MALANGTIMES - Gelandang jangkar muda Arema FC Jayus Hariono mengaku persaingan lini tengah dibawah asuhan pelatih Mario Gomez akan semakin ketat, karena pelatih asal Argentina itu memiliki ciri memainkan pemain yang siap pada suatu pertandingan, bukan melihat nama besar.

Sebagai pemain muda, Jayus Hariono harus mempersiapkan diri untuk menyambut kompetisi Liga 1 2020 yang rencananya digelar antara bulan Februari-Maret.

Tapi hal tersebut terkendala dengan persaingan yang akan dihadapi karena Arema FC mendatangkan pemain baru yang tentu membuat Jayus harus berjuang untuk mendapatkan satu posisi inti di lini tengah.

Saat dihubungi MalangTIMES, Jayus mengaku siap jika harus bersaing dengan pemain lama atau pemain baru di Arema FC. 
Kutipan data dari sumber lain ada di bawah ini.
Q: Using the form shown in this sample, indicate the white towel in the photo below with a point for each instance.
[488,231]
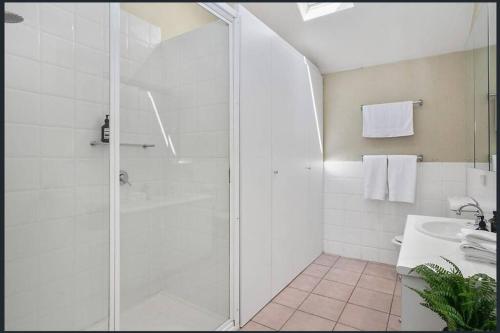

Karena baginya, ini adalah persaingan positif untuk kemajuan timnya di kompetisi.

"Persaingan jelas sangat ketat, karena coach Gomez tidak memandang nama pemain besar," ucap Jayus.

Meski diakui akan ada persaingan yang ketat, Jayus siap melakukan yang terbaik saat latihan agar tim pelatih bisa memberinya kesempatan untuk bermain di kompetisi Liga 1 2020. 

"Tidak ada masalah, saya siap saja jika harus bersaing," tegasnya.

Untuk diketahui, saat ini Arema FC dikabarkan sudah mendapatkan satu gelandang asing asal Asia untuk memperkuat lini tengah dibawah asuhan pelatih Mario Gomez.

Hal tersebut menunjukkan, persaingan Jayus akan cukup berat karena ada nama Hendro Siswanto, Hanif Sjahbandi dan M. Rafli.

Sementara nama pemain asing baru masih belum ditunjukkan oleh manajemen Singo Edan dengan alasan masih menunggu pelatih kepala Mario Gomez tiba di Malang dan memimpin latihan perdana yang rencananya dilakukan Rabu (15/1/2020).